Так, если молодые этнографы 1960-х полагали, что государство не ведает, что творит, и намекали, хотя и в косвенной форме, что единственным решением проблем Севера является сохранение и поддержка здоровых аспектов традиционной жизни, социологи 1970-х утверждали, что коренные северяне усвоили господствующие ценности советского общества и что государство должно оправдать надежды, которые оно преднамеренно вселило в сознание людей. Иными словами, безработица и распад семьи были не следствием невежественного вмешательства чиновников, озабоченных выполнением плана, а временным результатом недостаточного или несбалансированного (не просчитанного научно) технологического развития. Если 90% всех коренных обитателей Северного Сахалина, занятых квалифицированным трудом, удовлетворены своей работой, а приблизительно 22,9% из тех, кто получил профессиональную квалификацию, смогли устроиться лишь рыболовами или чернорабочими (и остаются неудовлетворенными), то создание соответствующих рабочих мест для этой последней группы (путем экономического развития региона и, возможно, принятия специальных квот для национальных кадров) приведет ко всеобщему удовлетворению. Более того, поскольку полная ликвидация традиционного хозяйства была невозможна как по экономическим, так и по психологическим причинам, ключ к решению проблемы состоял в том, чтобы сделать традиционные сферы занятости более привлекательными — через внедрение современной техники, удовлетворение растущих потребительских запросов и введение некоторых традиционных трудовых навыков в школьный курс обучения.
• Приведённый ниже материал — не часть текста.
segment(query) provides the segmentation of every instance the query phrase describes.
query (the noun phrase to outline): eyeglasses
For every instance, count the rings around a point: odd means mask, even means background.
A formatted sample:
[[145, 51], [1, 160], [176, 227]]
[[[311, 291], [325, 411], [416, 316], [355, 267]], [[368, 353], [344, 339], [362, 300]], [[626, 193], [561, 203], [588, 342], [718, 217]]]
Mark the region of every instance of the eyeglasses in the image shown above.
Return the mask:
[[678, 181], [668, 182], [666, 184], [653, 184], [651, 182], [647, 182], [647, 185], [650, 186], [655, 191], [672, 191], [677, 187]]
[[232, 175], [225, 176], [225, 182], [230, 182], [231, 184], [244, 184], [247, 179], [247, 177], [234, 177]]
Эти рекомендации были, разумеется, уступкой. В.И. Бойко и его коллеги неизменно указывали, что интеграция народов Приполярья в советское общество должна быть максимально безболезненной и что при этом необходимо учитывать культурные и экономические особенности. Оленеводство, в частности, стояло все на том же распутье: кочевничество представлялось несовместимым с экономическим развитием; оседлость представлялась несовместимой с оленеводством; а любые попытки разорвать замкнутый круг были сопряжены с социальными издержками, на которые Бойко и большинство его коллег не могли согласиться{1367}. Более того, по некоторым признакам, растущую безработицу среди коренных народов нельзя было объяснить одной лишь неспособностью государства создать достаточное количество привлекательных рабочих мест. Некоторые ученые, например, утверждали, что даже образованные представители коренных народов не могут выдержать конкуренции с иммигрантами из-за своего уникального психологического склада, а также из-за привычки полагаться на государственную поддержку в форме различных квот и субсидий{1368}.
Соответственно психолога и «этнопедагога» (возродившие педологию, но избегавшие использовать сам этот термин) присоединились к дискуссии и поставили под сомнение аксиомы, не оспаривавшиеся со времен культурной революции{1369}. Тем не менее большинство социологов продолжали исходить из прежних принципов. До контакта с русскими, считали они, туземные сообщества руководствовались «обычаями и традициями», которые «принуждали человека действовать слепо… ограничивали социальную роль личности и в конечном счете консервировали данную общность»{1370}. Познакомившись с образом жизни, основанным на эмансипации личности и активном преобразовании окружающей среды, большинство северян выбрали свободу от традиционных ограничений. Функцией государства было обеспечить им подлинные возможности для самореализации через крупномасштабное, но тщательно спланированное развитие. Но люда консервативны, и «преодоление этой инерции в пользу быстрейшей реализации мощи творческого сознания, собственно человеческой сущности неизбежно связано с некоторыми издержками»{1371}. Задача ученых состояла в том, чтобы уменьшить эти издержки и помочь государству и коренным народам в реализации их общих стремлений.